Para usar um neologismo inspirado na frase famosa do também sindicalista Antônio Rogério Magri, que foi ministro do Trabalho no governo Collor de Mello (“o salário do trabalhador é imexível”), o líder petista é o primeiro político condenado pela Operação Lava-Jato “imprendível” até que todo o processo transite em julgado nas quatro instâncias do Judiciário, revogando, na prática, a jurisprudência do próprio Supremo. A consequência imediata é que o ex-ministro da Fazenda de seu governo Antônio Palocci, que está preso, já entrou com pedido de habeas corpus com o mesmo teor no Supremo. Deverão seguir o mesmo caminho os ex-deputados André Vargas (PT-PR) e Eduardo Cunha (PMDB-RJ), e provavelmente o ex-governador Sérgio Cabral (PMDB-RJ), entre outros condenados da Lava-Jato.
Na quinta-feira passada, Lula obteve uma inequívoca vitória no Supremo ao conseguir, por 7 a 4, que os ministros levassem a julgamento, contra o voto do relator da Lava-Jato, ministro Edson Fachin, o pedido de habeas corpus preventivo para Lula, atropelando decisão anterior do Superior Tribunal de Justiça (STJ). Como já havia transcorrido mais de quatro horas de sessão e alguns ministros estavam com viagem marcada, o julgamento foi suspenso, como se interrompê-lo fosse a coisa mais trivial. A seguir, por 6 a 5, de afogadilho, os ministros decidiram conceder salvo-conduto para Lula não ser preso enquanto o julgamento não acaba. Agora, basta um ministro pedir vista para o julgamento permanecer inconcluso por longo período e Lula se safar da prisão, jogando por terra toda a jurisprudência da própria Corte.

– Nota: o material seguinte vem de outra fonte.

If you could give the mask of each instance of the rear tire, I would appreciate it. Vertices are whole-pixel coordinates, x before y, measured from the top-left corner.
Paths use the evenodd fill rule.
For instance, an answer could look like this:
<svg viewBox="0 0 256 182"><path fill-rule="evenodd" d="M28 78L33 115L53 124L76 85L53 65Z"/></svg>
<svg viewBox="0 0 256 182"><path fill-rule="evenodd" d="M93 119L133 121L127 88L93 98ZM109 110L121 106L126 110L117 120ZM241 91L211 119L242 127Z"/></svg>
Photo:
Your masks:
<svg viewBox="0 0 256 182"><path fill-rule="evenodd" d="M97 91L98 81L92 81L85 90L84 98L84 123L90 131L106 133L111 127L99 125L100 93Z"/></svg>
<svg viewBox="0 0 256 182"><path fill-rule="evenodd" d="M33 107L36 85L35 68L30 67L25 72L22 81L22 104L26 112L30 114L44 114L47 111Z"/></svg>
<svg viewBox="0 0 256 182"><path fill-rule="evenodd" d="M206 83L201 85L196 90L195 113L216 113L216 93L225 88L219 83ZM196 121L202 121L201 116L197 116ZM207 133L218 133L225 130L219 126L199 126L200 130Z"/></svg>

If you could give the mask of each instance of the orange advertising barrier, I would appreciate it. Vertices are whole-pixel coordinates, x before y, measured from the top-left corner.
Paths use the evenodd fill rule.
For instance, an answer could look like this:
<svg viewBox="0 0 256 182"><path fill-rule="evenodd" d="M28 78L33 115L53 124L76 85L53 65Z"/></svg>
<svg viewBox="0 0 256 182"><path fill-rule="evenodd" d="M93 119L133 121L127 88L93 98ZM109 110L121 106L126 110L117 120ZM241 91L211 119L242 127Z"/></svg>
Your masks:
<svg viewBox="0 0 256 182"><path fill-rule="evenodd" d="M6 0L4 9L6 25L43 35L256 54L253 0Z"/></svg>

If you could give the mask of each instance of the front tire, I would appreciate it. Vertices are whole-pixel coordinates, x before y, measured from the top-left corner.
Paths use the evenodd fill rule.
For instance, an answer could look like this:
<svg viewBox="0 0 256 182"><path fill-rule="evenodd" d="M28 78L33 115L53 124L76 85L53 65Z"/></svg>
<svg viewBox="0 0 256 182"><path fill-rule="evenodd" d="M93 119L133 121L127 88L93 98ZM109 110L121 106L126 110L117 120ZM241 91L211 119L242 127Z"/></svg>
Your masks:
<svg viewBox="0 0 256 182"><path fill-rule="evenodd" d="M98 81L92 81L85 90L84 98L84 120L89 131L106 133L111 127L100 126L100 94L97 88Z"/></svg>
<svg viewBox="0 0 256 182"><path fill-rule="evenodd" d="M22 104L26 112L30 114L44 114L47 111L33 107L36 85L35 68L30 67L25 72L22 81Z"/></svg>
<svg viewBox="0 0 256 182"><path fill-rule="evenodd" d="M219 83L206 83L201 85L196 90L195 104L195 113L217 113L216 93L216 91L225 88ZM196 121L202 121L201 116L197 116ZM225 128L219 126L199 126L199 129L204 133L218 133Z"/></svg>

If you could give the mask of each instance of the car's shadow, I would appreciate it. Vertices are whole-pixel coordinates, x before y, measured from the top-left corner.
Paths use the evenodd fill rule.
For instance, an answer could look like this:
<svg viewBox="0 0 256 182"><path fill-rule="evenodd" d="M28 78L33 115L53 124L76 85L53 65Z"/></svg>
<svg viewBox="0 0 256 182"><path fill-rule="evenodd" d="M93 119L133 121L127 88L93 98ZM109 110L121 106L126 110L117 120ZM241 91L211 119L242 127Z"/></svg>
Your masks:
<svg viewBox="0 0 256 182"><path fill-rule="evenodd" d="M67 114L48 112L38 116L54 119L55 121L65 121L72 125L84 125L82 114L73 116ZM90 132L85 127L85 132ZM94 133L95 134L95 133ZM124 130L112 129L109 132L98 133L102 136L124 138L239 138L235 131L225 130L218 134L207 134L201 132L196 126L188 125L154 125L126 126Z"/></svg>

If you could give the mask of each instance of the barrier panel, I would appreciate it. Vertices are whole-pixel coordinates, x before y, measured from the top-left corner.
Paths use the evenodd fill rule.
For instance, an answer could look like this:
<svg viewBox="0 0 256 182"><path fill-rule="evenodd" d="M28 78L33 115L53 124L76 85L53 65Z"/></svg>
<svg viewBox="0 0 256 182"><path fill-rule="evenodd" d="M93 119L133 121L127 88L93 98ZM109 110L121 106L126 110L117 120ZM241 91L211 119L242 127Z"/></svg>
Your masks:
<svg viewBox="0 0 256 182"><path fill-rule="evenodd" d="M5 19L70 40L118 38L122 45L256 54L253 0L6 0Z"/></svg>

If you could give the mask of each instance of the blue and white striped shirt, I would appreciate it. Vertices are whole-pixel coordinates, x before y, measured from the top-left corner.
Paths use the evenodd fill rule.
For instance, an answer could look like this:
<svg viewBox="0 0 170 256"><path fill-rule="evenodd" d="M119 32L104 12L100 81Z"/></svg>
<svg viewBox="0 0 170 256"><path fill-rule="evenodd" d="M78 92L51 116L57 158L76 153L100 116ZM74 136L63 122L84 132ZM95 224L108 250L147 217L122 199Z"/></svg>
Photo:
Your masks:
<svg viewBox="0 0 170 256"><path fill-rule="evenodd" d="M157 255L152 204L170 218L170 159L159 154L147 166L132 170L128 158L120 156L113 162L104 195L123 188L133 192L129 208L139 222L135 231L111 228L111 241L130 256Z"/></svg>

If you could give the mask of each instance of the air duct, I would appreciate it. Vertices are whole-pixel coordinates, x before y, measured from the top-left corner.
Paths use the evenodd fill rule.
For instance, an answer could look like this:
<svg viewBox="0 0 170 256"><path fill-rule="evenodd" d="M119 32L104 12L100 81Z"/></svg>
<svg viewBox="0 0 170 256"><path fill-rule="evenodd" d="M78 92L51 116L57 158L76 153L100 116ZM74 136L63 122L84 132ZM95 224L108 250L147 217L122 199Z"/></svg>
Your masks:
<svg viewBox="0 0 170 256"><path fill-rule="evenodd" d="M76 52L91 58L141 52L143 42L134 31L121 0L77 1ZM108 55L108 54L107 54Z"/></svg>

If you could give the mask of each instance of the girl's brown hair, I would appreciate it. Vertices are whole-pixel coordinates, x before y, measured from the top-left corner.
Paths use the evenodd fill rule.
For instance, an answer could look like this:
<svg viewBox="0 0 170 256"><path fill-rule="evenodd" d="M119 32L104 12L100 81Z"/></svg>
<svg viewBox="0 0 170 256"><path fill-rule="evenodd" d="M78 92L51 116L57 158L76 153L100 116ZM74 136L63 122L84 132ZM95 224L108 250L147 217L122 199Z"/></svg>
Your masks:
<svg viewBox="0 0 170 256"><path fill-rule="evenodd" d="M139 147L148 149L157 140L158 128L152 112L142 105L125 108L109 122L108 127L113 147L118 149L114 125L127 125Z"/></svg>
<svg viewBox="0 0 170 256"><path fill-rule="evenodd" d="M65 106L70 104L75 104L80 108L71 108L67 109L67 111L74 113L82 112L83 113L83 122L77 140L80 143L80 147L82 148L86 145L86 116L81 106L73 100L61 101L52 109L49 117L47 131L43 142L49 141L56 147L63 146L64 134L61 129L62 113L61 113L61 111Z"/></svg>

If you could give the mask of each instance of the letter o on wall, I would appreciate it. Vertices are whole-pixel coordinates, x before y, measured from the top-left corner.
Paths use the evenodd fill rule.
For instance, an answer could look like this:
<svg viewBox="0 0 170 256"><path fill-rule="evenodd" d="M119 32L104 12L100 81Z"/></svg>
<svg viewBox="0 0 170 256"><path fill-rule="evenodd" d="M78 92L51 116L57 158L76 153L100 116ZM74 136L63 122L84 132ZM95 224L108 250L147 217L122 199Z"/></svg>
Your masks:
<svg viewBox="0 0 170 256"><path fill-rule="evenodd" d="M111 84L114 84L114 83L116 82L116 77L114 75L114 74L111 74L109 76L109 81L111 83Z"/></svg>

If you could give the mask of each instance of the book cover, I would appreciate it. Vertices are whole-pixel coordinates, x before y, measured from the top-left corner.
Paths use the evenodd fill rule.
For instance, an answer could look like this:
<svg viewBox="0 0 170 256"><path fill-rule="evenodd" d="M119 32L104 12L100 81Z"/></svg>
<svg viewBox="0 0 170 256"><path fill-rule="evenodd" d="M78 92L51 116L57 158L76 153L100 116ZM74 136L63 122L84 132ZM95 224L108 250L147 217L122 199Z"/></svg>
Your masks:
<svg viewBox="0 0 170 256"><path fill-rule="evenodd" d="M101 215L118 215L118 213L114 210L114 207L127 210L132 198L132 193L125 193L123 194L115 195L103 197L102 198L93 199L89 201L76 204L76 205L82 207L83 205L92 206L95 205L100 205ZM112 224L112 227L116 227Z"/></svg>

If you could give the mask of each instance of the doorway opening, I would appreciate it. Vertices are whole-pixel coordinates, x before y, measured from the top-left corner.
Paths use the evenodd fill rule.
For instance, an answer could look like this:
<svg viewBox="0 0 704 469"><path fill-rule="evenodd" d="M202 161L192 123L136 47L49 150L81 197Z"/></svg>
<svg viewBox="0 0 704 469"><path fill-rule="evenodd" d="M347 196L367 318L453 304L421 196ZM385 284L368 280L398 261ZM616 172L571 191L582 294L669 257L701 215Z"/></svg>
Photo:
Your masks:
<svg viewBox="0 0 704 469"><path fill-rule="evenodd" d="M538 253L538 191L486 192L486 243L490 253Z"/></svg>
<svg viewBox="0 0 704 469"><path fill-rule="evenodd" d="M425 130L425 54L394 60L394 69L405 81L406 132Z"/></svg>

Decisão do Supremo não se discute, cumpre-se. Essa é a regra de ouro da democracia, sem a qual vai embora seu principal pilar de sustentação, o poder moderador do Supremo. Entretanto, são favas contadas a rejeição do embargo de declaração dos advogados de Lula contra sua condenação pelos desembargadores federais de Porto Alegre; o ato contínuo seria o juiz federal Sérgio Moro determinar a execução imediata da pena. Já que o habeas corpus não foi ainda julgado, o mais sensato será Moro aguardar a decisão do Supremo. Mas vamos supor que não faça isso, que decida pela execução imediata da pena, como manda o rito da jurisprudência vigente, já que salvo-conduto não é habeas corpus? Estará criado um fato político com alto poder de corrosão da imagem do Supremo.
Incertezas
Há muito que a política deixou de ser o monopólio dos políticos, magistrados, diplomatas e militares. Também existe a política dos cidadãos, potencializada pelas redes sociais, um grande teatro virtual, muito mais agitado, movimentado e enganador do que o teatro da política tradicional, cujo palco principal é o Congresso, fórum principal da democracia representativa. A crise ética que o país enfrenta aprofundou o fosso entre a sociedade, que se articula pelas redes, e os partidos políticos, que operam no âmbito do Congresso. Pode ser que isso seja irreversível e, no futuro próximo, se consolide uma natural divisão de trabalho entre a formação da opinião pública, no âmbito das mídias e das redes sociais, e a sua tradução política e institucional pelos partidos no Congresso. Mas é um futuro ideal para a democracia representativa, não é o que acontece.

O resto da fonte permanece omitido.